While McCain did push for comprehensive immigration reform, in his quest to win over the right-wing base he largely abandoned his principled position, as even Cortes admitted. His new “image,” as the AP reports, is enforcement-only:
“He’s focusing on enforcement, and in this community, enforcement means deportation, and that means separating more families, and more racial profiling and more of the incredible hardship that is affecting not just immigrants, but native-born Latinos,” said Cecilia Munoz of the National Council of La Raza.
It appears McCain plans on walking a tightrope through November, with immigrants and the Hispanic community on one side and the Minuteman wing on the other.
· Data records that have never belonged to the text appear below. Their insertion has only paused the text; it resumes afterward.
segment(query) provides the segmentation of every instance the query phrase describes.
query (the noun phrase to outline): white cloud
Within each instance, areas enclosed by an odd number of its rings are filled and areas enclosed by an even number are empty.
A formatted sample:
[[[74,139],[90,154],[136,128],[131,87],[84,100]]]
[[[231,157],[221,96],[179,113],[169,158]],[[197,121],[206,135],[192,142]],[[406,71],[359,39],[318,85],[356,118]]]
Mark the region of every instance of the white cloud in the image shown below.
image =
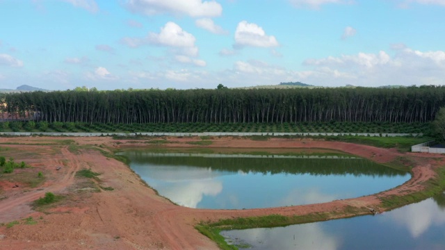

His own party may not be too helpful: while the GOP primary-caucus election in Texas on Tuesday may be pro forma, McCain will share the ballot with two anti-immigrant resolutions:
The first measure asks if local, state and federal officials should be required to enforce U.S. immigration laws “to secure our borders.” Given the ongoing uproar over illegal immigration, the outcome seems pretty clear.
“I would be shocked if it didn’t pass,” said Kathy Ward, chairwoman of the Collin County Republican Party.
The second referendum, also related to illegal immigration, calls for legislation to require voters to show photo identification.
The measures won’t become law just yet; rather, they’re a way for the Republican Party to drum up support for anti-immigrant legislation later on:
“We generally look at things we believe the base of the party holds pretty dear,” [Mary] Tschoepe [of the State Republican Executive Committee] said. “It gives us a big stick to take to the Legislature. We can say, ‘Ninety-two percent of Republican primary voters think a voter ID in order to vote is an important issue. Let’s get it done.’ ” …
Texas legislators are now studying an Oklahoma illegal immigration law that’s considered the nation’s toughest. People who shelter or conceal undocumented immigrants can be charged with a felony under the law passed last year.